For some silly reason, my heartbeat began to speed up. Was it mere anticipation of her disapproval, knowing that she would be less than thrilled — to put it mildly — once she found out the true nature of my relationship with Connor?
Maybe. But I couldn’t worry about that now. I was an adult now. She would have to figure out how to handle the situation.
I clicked on the link, and the message window opened up.
Angela,
Of course we’re all relieved to know that you’re all right. The elders have been discussing the situation and are trying to see what can be done. Be strong, my dear. Just hold out, no matter what, and we’ll do everything we can to bring you back home.
Love, Rachel
Ah, the guilt. “Hold out”? My resolve had crumpled like wadded-up tissue paper after Connor kissed me that second time. Maybe I could have tried to resist, attempted to ignore the heat of our bond, although I’d never heard of any prima doing such a thing. That connection wasn’t meant to be resisted, but given into, embraced with every fiber of a prima’s being. And the truth was, I hadn’t wanted to resist. Not any longer. Not once I’d come to know Connor as Connor, and not a Wilcox. And my family needed to know that, too. I didn’t give a damn about traditions and custom and what had happened in the past. Connor was part of my future now, and they’d just have to deal with that.
It seemed clear what I would have to do. The problem was, I had no idea how Connor would react. Only one way to find out, I supposed.
I logged out of Gmail and closed the browser window, then shut the laptop. Of course the front door was no longer barred to me, so I opened it and crossed the landing to the apartment opposite ours. That door was unlocked as well. I twisted the knob and let myself in.
The layout was almost the same, as were the wood floors and the exposed brick of the exterior walls. Here, though, the kitchen was obviously not updated, the counters a chipped tile, an empty space where the refrigerator was supposed to go. The windows were uncovered, letting in the pale winter sunlight.
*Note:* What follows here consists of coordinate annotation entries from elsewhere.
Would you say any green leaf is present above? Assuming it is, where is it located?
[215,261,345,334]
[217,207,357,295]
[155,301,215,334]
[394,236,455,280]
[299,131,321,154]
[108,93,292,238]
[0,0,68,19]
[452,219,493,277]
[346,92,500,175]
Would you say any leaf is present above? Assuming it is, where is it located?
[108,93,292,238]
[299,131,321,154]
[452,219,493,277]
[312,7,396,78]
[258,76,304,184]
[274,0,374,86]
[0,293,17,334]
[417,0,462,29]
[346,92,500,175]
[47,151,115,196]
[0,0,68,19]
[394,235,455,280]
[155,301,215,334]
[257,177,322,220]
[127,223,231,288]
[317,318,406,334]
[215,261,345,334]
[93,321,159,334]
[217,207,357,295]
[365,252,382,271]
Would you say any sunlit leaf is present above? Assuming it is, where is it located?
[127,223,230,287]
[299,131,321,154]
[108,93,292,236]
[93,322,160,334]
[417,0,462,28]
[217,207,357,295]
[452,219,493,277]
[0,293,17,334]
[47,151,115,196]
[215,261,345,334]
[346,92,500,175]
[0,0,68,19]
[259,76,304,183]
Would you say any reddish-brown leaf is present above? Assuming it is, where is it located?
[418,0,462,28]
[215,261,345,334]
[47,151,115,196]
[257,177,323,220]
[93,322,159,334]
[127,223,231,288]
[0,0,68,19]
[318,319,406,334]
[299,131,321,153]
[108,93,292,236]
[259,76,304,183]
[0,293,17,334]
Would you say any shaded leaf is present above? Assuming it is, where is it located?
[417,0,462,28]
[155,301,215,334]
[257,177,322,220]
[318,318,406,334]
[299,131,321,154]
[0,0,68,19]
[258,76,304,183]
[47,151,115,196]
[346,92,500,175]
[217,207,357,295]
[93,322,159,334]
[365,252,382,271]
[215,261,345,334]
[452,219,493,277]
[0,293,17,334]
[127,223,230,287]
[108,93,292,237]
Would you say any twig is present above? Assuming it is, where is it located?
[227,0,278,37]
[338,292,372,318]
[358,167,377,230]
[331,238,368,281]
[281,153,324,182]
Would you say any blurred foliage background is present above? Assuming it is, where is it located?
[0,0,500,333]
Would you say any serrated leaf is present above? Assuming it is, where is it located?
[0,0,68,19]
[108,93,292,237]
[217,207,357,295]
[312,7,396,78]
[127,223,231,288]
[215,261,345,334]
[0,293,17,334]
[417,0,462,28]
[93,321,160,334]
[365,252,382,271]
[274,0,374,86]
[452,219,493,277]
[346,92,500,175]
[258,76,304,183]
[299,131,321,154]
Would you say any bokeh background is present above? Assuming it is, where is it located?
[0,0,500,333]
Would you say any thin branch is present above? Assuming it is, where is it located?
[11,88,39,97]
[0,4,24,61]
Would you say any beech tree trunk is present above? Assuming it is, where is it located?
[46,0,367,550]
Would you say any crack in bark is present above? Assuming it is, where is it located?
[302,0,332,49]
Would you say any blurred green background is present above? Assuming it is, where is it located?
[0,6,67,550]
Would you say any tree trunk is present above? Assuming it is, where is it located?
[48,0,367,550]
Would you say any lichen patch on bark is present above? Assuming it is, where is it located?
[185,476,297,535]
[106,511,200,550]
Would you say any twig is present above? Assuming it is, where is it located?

And everywhere were canvases — finished pieces hung on the walls, and paintings in various stages of completion were propped up below them. All landscapes like the ones I’d seen in Connor’s apartment, all with those same strong, sure brush strokes, the same interplay of light and shadow and color. Seeing them all grouped together like this once again reminded me of how talented he really was…and what an ass Damon Wilcox was for trying to squelch his brother’s gift.